Het aan belanghebbende in artikel 5:49 van de Awbtoegekende recht op inzage geldt vanaf het moment waarop de heffingsambtenaar belanghebbende heeft medegedeeld dat hem een verzuimboete is opgelegd of hem ervan in kennis heeft gesteld dat hem een vergrijpboete zal worden opgelegd.

Indien het voornemen tot het opleggen van een boete (mede) berust op gegevens over derden worden de desbetreffende bescheiden, voor zover mogelijk, geanonimiseerd.

§ 15 - Verhoor (artikel 5.10a Awb)

  • 1.

    Er is sprake van een verhoor in de zin van artikel 5.10a van de AWB indien de heffingsambtenaar belanghebbende in een directe confrontatie ondervraagt in het kader van zijn voornemen een boete op te leggen.

  • 2.

    Een verhoor vindt niet eerder plaats dan na schriftelijke oproep door de heffingsambtenaar. De heffingsambtenaar vermeldt in de oproep dat belanghebbende tijdens het verhoor niet tot antwoorden is verplicht.

  • 3.

    Belanghebbende dient zelf te verschijnen. Met instemming van de heffingsambtenaar kan belanghebbende zich laten vertegenwoordigen.

  • 4.

    Belanghebbende is tijdens het verhoor niet tot antwoorden verplicht. Hij dient voor de aanvang van het verhoor hierop te worden gewezen (cautie).

  • 5.

    De heffingsambtenaar vermeldt in de oproep dat belanghebbende zich desgewenst tijdens het verhoor kan doen bijstaan.

  • 6.

    Wanneer een belanghebbende die de Nederlandse taal niet of gebrekkig beheerst, voor het verhoor verzoekt om bijstand van een tolk, draagt de heffingsambtenaar er zorg voor dat deze wordt benoemd. Indien de heffingsambtenaar weet dat belanghebbende de Nederlandse taal niet of gebrekkig beheerst, draagt hij zorg voor de aanwezigheid van een tolk. Indien tijdens het verhoor blijkt dat belanghebbende de Nederlandse taal niet beheerst, wordt het verhoor afgebroken. Het verhoor vindt dan plaats op een later moment waarbij de heffingsambtenaar zorg draagt voor de aanwezigheid van een tolk. Voor dat nieuwe verhoor wordt een aparte oproep verzonden of uitgereikt.

  • 7.

    De heffingsambtenaar maakt na afloop van het verhoor een verslag waarin hij vermeldt dat de cautie is gegeven. Belanghebbende krijgt een afschrift van het verslag.
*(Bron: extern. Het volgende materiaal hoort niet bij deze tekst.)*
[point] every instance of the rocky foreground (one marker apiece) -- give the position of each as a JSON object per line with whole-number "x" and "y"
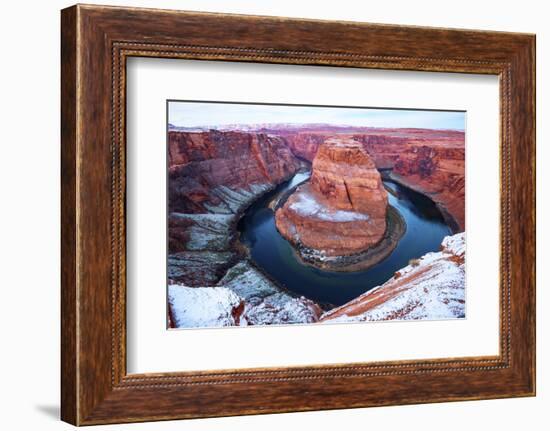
{"x": 431, "y": 287}
{"x": 215, "y": 175}
{"x": 342, "y": 209}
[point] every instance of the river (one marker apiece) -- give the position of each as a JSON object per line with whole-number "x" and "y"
{"x": 276, "y": 256}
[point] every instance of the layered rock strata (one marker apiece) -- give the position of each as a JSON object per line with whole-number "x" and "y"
{"x": 342, "y": 209}
{"x": 214, "y": 177}
{"x": 431, "y": 287}
{"x": 429, "y": 161}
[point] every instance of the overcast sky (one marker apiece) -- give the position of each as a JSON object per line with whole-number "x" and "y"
{"x": 194, "y": 114}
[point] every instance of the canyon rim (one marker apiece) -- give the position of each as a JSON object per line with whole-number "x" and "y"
{"x": 298, "y": 214}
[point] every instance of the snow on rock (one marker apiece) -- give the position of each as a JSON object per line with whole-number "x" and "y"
{"x": 244, "y": 296}
{"x": 307, "y": 205}
{"x": 202, "y": 307}
{"x": 198, "y": 268}
{"x": 429, "y": 288}
{"x": 265, "y": 303}
{"x": 202, "y": 231}
{"x": 232, "y": 201}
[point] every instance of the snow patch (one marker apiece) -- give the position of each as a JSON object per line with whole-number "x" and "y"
{"x": 307, "y": 205}
{"x": 195, "y": 307}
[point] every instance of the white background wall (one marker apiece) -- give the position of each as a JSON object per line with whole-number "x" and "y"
{"x": 29, "y": 216}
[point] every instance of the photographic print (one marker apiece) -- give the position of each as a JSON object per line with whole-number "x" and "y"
{"x": 299, "y": 214}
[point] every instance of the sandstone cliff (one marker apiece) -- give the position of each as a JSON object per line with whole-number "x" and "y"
{"x": 429, "y": 161}
{"x": 214, "y": 176}
{"x": 209, "y": 170}
{"x": 432, "y": 287}
{"x": 342, "y": 210}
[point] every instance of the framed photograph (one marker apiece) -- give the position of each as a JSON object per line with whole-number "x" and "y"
{"x": 262, "y": 214}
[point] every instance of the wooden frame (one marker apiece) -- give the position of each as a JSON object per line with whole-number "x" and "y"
{"x": 96, "y": 41}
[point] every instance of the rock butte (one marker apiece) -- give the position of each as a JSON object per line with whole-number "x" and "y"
{"x": 342, "y": 210}
{"x": 215, "y": 175}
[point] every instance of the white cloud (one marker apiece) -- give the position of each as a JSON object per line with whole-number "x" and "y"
{"x": 193, "y": 114}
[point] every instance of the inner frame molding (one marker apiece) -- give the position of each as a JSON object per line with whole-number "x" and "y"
{"x": 96, "y": 387}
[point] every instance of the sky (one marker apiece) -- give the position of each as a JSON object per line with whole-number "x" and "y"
{"x": 195, "y": 114}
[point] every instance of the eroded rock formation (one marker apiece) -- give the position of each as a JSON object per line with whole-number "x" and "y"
{"x": 429, "y": 161}
{"x": 242, "y": 297}
{"x": 431, "y": 287}
{"x": 218, "y": 171}
{"x": 342, "y": 210}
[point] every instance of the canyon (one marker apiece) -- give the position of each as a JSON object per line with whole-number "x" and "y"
{"x": 215, "y": 175}
{"x": 431, "y": 287}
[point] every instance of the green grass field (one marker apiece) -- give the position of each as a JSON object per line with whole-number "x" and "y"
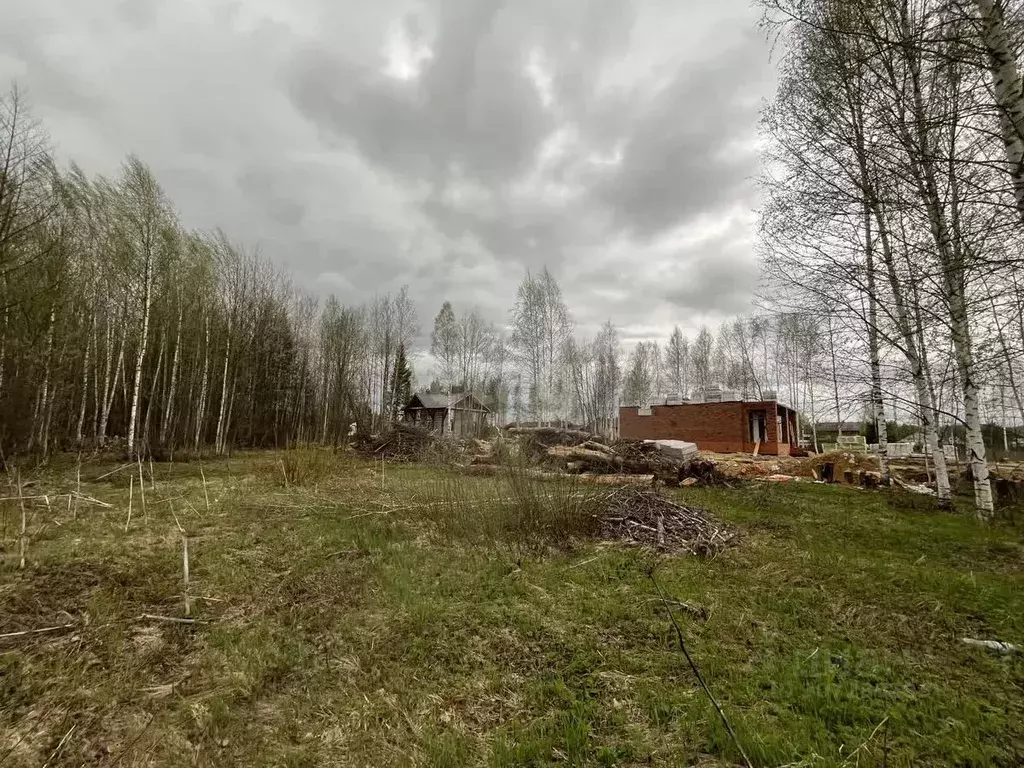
{"x": 423, "y": 619}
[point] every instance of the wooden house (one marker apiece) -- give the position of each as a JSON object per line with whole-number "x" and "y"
{"x": 469, "y": 417}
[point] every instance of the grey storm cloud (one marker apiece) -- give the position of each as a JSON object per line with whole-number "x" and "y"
{"x": 450, "y": 144}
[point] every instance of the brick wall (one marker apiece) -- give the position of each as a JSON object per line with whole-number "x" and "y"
{"x": 723, "y": 427}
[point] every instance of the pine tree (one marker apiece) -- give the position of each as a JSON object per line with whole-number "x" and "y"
{"x": 401, "y": 382}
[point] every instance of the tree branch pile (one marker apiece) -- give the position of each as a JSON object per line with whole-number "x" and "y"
{"x": 647, "y": 518}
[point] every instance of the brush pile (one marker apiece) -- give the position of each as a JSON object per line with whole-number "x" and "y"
{"x": 647, "y": 518}
{"x": 402, "y": 442}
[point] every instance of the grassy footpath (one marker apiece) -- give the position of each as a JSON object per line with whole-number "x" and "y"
{"x": 426, "y": 624}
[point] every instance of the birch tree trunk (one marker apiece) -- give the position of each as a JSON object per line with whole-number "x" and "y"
{"x": 172, "y": 386}
{"x": 85, "y": 382}
{"x": 153, "y": 392}
{"x": 113, "y": 385}
{"x": 1008, "y": 89}
{"x": 951, "y": 258}
{"x": 204, "y": 384}
{"x": 218, "y": 438}
{"x": 42, "y": 402}
{"x": 878, "y": 409}
{"x": 911, "y": 336}
{"x": 142, "y": 342}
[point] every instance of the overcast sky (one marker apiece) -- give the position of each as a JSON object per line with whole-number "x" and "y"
{"x": 448, "y": 144}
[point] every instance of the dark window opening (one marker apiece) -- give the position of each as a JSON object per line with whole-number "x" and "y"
{"x": 758, "y": 422}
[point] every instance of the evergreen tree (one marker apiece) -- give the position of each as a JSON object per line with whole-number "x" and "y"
{"x": 401, "y": 381}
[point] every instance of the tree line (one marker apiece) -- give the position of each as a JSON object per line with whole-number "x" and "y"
{"x": 120, "y": 327}
{"x": 895, "y": 198}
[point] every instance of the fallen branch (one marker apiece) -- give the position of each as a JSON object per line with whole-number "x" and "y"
{"x": 996, "y": 645}
{"x": 42, "y": 631}
{"x": 696, "y": 672}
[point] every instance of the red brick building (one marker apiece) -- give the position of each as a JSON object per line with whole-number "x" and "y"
{"x": 733, "y": 426}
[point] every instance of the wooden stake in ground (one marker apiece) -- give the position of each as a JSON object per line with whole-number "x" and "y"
{"x": 184, "y": 558}
{"x": 205, "y": 494}
{"x": 22, "y": 542}
{"x": 131, "y": 488}
{"x": 141, "y": 489}
{"x": 78, "y": 487}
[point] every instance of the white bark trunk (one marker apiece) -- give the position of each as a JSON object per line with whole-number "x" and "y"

§ 16 - Keuze tussen verzuimboete, vergrijpboete of strafvervolging

  • 1.

    Onder hetzelfde feit wordt verstaan dezelfde gedraging in materiële zin.

  • 2.

    In een aantal gevallen kan op een beboetbaar gestelde gedraging (hetzelfde feit) ofwel een verzuimboete ofwel een vergrijpboete opgelegd worden. Dit wordt samenloop genoemd; bij aanslagbelastingen moet bijvoorbeeld indien geen aangifte is gedaan gekozen worden tussen de artikelen 67a en 67d AWR.

  • 3.

    Een eenmaal opgelegde verzuimboete sluit het opleggen van een vergrijpboete voor hetzelfde feit uit (artikel 5:43 van de Awb). Indien na het opleggen van een verzuimboete wordt geconstateerd dat sprake is van opzet of grove schuld, kan geen vergrijpboete ter zake van dezelfde gedraging worden opgelegd.

  • 4.

    Het opleggen van een vergrijpboete sluit het nadien opleggen van een verzuimboete voor hetzelfde feit uit (artikel 5:43 van de Awb). Een opgelegde vergrijpboete kan niet worden omgezet in een verzuimboete.

  • 5.

    De mogelijkheid blijft bestaan dat gelijktijdig met de belastingaanslag zowel een verzuimboete als een vergrijpboete wordt opgelegd. Deze mogelijkheid doet zich voor indien twee afzonderlijk omschreven beboetbaar gestelde gedragingen zijn geconstateerd. Bij de aanslagbelastingen kan bij het opleggen van de aanslag een verzuimboete worden opgelegd wegens het niet binnen de termijn doen van aangifte (artikel 67a AWR) en een vergrijpboete wegens de opzettelijke onjuistheid van dezelfde aangifte (artikel 67d AWR).

  • 6.

    Het opleggen van een vergrijpboete aan belanghebbende sluit strafvervolging tegen hem ter zake van hetzelfde feit uit. Op grond van artikel 243, tweede lid, Wetboek van Strafvordering (hierna WvSv) blijft het echter mogelijk een zaak te heropenen, indien bij nader inzien blijkt dat zij te ernstig is om bestuurlijk te worden afgedaan. Er moet dan sprake zijn van nieuwe bezwaren in de zin van artikel 255 van het WvSv.

  • 7.

    Het voorgaande lid houdt in dat de heffingsambtenaar het opleggen van de vergrijpboete aanhoudt zodra hij weet dat een gedraging onderwerp is of kan zijn van een opsporingsonderzoek dan wel van een strafrechtelijke vervolging (artikel 5:51 AWB). Indien de termijn waarbinnen de belastingaanslag en de boetebeschikking moeten zijn opgelegd, dreigt te verstrijken, treedt de heffingsambtenaar tijdig in overleg met de betrokken opsporingsautoriteiten om te bepalen of er definitief voor strafrechtelijke afdoening wordt gekozen dan wel of er alsnog een vergrijpboete wordt opgelegd.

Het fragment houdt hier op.